Fonte: Deutsche Bank AG. Previsioni al 15 Novembre 2023
ESG
L'impatto dei fattori ESG sugli investimenti rimane complesso, ma è fondamentale comprenderlo. Si pensi ad esempio al settore energetico e al processo di "transizione energetica" verso fonti più sostenibili. Le fonti rinnovabili e l'energia pulita costituiscono ormai il percorso condiviso della transizione dai combustibili fossili mentre la capacità dell’energia solare ed eolica continua ad aumentare. Tuttavia, il 2023 ha visto i titoli azionari dell’energia pulita (e dei relativi fondi) registrare una performance deludente rispetto al mercato e anche rispetto a quella di alcuni produttori di idrocarburi. In una certa misura, si può sostenere che le recenti battute d’arresto negli investimenti nell’energia pulita siano un segno del successo del settore. L'energia pulita è ormai accettata come mainstream e il fatto che possa essere classificata come investimento ESG non significa che sia immune dalle normali considerazioni di mercato e di investimento.
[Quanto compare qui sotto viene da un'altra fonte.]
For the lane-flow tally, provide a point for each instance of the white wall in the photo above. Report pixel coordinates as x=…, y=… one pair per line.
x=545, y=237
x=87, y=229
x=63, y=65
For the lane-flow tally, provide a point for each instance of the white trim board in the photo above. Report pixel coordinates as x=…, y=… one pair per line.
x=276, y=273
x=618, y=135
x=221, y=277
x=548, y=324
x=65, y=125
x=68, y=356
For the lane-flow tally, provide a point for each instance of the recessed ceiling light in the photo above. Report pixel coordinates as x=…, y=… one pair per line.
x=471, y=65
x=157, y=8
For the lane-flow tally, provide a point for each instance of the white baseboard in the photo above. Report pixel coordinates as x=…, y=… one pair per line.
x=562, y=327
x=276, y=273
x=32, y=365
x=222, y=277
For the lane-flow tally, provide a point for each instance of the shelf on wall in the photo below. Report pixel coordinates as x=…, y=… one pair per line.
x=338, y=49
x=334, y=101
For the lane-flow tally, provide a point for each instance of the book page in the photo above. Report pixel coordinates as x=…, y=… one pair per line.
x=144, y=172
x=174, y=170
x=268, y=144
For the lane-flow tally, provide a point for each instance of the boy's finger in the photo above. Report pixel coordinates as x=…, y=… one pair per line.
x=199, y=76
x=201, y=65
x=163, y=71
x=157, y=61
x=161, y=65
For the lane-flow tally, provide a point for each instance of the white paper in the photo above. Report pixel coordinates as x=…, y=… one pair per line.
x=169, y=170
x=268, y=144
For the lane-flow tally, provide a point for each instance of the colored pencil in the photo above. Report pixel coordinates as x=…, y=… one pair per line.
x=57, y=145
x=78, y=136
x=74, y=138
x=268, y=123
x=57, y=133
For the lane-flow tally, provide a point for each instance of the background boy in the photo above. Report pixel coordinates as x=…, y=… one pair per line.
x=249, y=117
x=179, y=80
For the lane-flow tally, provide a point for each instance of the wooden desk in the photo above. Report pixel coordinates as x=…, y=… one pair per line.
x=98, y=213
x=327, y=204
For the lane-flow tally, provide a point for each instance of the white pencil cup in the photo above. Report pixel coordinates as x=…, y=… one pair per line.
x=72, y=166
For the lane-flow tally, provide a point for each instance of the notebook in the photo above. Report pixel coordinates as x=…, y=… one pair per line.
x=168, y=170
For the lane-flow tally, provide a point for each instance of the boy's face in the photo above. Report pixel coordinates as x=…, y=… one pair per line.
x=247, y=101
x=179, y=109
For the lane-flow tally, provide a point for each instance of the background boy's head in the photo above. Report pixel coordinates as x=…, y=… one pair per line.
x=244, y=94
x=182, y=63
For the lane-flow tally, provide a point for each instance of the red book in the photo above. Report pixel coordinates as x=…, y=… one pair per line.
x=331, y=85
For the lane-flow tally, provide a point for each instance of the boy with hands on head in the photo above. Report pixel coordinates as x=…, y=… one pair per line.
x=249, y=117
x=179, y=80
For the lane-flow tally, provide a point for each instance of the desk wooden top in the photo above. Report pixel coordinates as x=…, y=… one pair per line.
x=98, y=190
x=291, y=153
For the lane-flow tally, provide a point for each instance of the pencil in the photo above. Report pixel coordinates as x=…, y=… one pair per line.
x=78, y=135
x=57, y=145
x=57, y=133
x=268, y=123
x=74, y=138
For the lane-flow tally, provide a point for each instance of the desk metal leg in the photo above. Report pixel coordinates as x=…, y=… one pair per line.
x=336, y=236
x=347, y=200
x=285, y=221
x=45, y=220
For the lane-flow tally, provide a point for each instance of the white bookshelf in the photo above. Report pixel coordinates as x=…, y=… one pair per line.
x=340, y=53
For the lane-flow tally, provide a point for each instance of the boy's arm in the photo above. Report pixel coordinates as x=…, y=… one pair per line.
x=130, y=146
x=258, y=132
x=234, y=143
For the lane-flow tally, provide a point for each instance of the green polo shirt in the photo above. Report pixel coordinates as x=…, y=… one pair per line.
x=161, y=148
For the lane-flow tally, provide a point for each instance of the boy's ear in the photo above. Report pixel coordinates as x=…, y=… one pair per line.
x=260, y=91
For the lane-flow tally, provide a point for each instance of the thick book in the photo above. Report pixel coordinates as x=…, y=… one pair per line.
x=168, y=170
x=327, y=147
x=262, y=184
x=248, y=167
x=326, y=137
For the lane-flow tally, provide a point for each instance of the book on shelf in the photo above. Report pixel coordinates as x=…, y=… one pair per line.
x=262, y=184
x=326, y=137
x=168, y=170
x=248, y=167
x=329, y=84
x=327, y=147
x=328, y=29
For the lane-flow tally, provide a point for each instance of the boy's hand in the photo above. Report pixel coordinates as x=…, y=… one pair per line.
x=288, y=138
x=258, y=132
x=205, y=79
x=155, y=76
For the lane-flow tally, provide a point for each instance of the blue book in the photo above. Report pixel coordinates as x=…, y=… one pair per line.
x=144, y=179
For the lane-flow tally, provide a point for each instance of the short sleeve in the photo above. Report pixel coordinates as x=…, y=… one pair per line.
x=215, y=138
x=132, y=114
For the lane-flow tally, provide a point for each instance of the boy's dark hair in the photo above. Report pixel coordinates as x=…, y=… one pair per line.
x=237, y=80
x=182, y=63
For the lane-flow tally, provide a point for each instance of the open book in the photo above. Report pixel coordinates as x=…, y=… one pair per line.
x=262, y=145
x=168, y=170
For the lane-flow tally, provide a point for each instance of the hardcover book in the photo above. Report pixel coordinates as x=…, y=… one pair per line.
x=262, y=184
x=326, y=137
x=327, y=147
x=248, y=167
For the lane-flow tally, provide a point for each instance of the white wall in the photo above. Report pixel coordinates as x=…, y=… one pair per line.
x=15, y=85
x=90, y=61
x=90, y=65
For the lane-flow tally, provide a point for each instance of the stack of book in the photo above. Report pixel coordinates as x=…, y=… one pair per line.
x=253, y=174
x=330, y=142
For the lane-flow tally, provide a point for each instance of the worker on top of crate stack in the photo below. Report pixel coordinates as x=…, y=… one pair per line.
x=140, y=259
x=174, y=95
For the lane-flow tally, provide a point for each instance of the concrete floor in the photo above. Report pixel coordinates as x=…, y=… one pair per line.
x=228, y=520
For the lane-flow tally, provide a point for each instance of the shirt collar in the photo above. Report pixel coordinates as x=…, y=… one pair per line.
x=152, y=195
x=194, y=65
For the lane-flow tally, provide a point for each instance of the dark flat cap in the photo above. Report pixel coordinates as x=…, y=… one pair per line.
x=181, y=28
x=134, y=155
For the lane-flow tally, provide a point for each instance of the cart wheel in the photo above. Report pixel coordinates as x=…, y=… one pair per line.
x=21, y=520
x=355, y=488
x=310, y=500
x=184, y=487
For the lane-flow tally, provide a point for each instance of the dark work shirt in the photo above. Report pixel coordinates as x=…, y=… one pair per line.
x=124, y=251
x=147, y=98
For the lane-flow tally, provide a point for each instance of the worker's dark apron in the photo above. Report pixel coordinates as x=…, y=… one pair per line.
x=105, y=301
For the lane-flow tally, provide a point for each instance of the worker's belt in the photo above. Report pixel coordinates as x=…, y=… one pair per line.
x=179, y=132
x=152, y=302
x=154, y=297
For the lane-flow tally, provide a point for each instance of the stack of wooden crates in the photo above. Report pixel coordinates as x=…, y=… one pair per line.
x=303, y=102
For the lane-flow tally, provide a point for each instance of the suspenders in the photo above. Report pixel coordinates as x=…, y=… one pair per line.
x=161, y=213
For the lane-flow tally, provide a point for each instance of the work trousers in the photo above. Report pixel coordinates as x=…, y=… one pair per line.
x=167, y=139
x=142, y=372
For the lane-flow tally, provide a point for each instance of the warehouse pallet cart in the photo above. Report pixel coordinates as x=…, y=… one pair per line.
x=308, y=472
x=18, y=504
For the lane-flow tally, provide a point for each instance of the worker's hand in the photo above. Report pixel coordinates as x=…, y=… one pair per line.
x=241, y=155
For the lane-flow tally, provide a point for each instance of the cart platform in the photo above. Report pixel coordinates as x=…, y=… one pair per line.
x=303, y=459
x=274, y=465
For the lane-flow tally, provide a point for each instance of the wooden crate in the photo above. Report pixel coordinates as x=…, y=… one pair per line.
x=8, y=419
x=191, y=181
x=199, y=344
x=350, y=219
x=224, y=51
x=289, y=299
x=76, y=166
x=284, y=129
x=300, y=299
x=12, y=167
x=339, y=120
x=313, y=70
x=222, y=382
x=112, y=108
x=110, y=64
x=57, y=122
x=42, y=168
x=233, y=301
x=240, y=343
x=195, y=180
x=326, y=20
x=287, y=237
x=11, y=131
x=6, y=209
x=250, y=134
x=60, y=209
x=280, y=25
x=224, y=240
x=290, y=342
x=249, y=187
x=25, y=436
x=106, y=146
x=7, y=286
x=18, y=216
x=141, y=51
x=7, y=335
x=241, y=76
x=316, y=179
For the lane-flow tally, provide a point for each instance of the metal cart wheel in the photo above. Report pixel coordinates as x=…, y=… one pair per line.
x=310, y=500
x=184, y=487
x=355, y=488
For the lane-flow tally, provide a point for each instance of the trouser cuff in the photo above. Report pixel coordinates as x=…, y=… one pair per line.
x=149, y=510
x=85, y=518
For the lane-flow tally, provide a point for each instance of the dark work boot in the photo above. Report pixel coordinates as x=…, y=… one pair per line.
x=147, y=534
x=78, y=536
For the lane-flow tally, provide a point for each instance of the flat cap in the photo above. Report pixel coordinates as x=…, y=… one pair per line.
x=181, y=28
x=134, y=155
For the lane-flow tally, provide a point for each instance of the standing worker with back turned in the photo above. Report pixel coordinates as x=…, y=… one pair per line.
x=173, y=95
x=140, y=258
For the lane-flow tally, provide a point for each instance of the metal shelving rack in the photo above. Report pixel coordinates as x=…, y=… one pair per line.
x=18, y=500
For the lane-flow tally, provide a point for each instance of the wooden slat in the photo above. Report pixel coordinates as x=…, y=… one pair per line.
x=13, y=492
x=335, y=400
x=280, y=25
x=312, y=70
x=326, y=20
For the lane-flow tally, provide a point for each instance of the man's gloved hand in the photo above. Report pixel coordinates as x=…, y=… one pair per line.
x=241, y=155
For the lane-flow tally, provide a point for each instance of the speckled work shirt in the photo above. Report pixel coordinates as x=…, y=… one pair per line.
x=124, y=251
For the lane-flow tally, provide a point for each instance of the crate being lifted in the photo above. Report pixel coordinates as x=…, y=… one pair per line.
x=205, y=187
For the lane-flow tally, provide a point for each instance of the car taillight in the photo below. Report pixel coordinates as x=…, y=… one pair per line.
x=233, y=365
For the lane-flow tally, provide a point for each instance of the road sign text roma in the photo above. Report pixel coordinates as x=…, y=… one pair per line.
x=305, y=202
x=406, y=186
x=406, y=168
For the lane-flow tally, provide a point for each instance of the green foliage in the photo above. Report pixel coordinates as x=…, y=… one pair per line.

La sensibilità al contesto macroeconomico è particolarmente evidente se ci si sofferma sulle start-up o piccole società che operano nel settore dell’energia pulita. Molti sono stati vittime dell'aumento dei tassi d'interesse. Le start-up (nel settore energetico o in altri settori) necessitano di finanziamenti e i tassi d'interesse elevati possono mettere a dura prova la loro capacità di far fronte al debito. Inoltre, le valutazioni delle start-up dipendono spesso in misura maggiore dalla previsione di flussi di cassa attesi rispetto a quella degli operatori storici. Più i tassi d'interesse aumentano, più questi flussi futuri vedono il proprio valore attuale ridursi, riducendo a sua volta l'attrattività di un'azienda per gli investitori.
Pertanto, per il 2024, dovremmo innanzitutto renderci conto che gli investimenti ESG soffriranno di molti degli stessi aspetti positivi e negativi degli investimenti non ESG. Il peso del debito, come in ogni settore in evoluzione, può anche innescare un processo di consolidamento del mercato stesso in cui solo pochi grandi operatori sopravvivono – una fattispecie che si è osservata nel settore dell'eolico offshore di recente. In secondo luogo, bisogna fare attenzione ad assumere una prospettiva macroeconomica. Nel lungo periodo, l'andamento del mercato nel settore degli idrocarburi lascia intravedere ancora un'industria destinata al declino. In terzo luogo, l'energia pulita e altri investimenti ESG dovrebbero essere sempre presi in considerazione in relazione al processo di transizione sostenibile. Concentrarsi solo sull'esclusione (ad esempio, non investire negli idrocarburi) può ostacolare anziché favorire questo processo di transizione. A un certo punto potrebbe essere più sensato, in termini di ritorni ambientali e rendimenti finanziari, investire in imprese con attività non ESG che si impegnano in un percorso di miglioramento ambientale e riduzione delle emissioni di carbonio (e sono in grado di mostrare risultati trasparenti).